A continuity of panels depicting a landscape of shadows and clouds in a gradient background is the first encounter of Aisha Cahn’s work at the Saatchi Gallery. Each canvas is composed of different colours blended with iridescent tones. The content is abstract, showing glowy organic shapes which intrigue the eyes and are even more spectacular observed from afar. A red toned painting in particular, gives a sense of semi-reality with perhaps an alien aura floating on its surface. Half from outer space, half terrestrial, the ensemble picks my brain without giving me any emotions. As I approach the Petri dishes on the left side of the room, my speculations are confirmed: this is a science project which entices feelings without ever reaching completion.

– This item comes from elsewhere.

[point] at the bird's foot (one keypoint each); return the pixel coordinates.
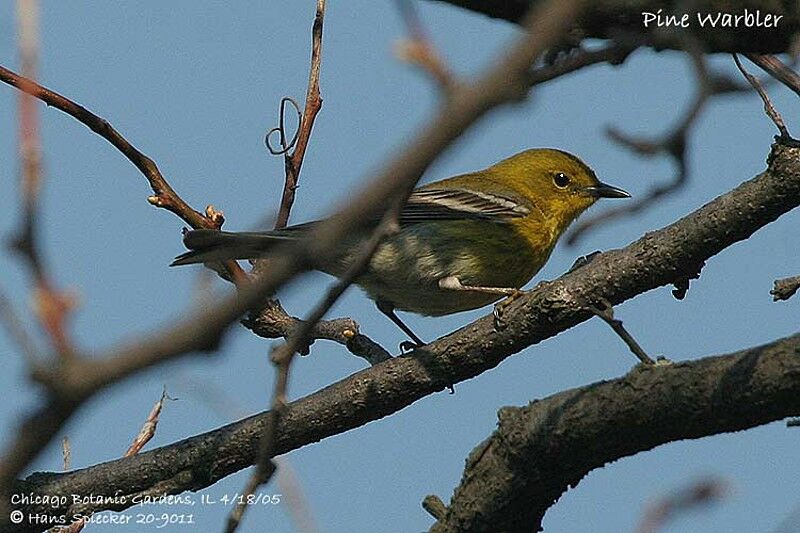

Aisha Cahn is an artist whose personal story is entangled with this presentation. As she accompanies her mother during her cancer treatment and stands alongside her until she passes, she collects information about the disease and the treatment, immersing herself into the process. All the research is therefore documented in-between herself and a canvas, by the means of a pencil, and a paintbrush. The renderings show the same subject matter using multiple supports, spanning from paintings, installations, drawings, and silk prints. Cahn focuses on the cancer cells and represent them in all kinds of forms. In the corner of a room, half shadowed, half revealed by a dim lighting, a multitude of turquoise, almost transparent, discs levitate from the floor of the gallery. Their shadows create the illusion of multiplication, as they become higher in number than they appear to be. As a result, I am drawn into this installation which I find successful and interesting, but at the same time the realization of these discs being cancer cells elevates a terrifying feeling. I wish the exhibition had ended on that note, leaving tangible emotions to reflect on, an unwanted, but needed introspection imposed by the artist.
The rest of the series brings me back to my first impressions, a long list of canvases sitting next to each other which are beautifully depicted but which don’t move me at all. I wish I could have shown empathy in an indirect manner through Cahn’s visuals, feeling the pain and the anger that surely she must have felt. Perhaps I am wrong and what I am witnessing is exactly what it is supposed to be: the denial of a human being who has seen her mother passing away in a slow process. Filled up with the inability to breathe or express any sentiments through her anticipated grief, the artist follows the cancer cells like a pathway which, if taken backwards could lead up to the cherished memories of her mother.
Embrace: Aisha Cahn at Saatchi Gallery (13 March – 22 March 2017)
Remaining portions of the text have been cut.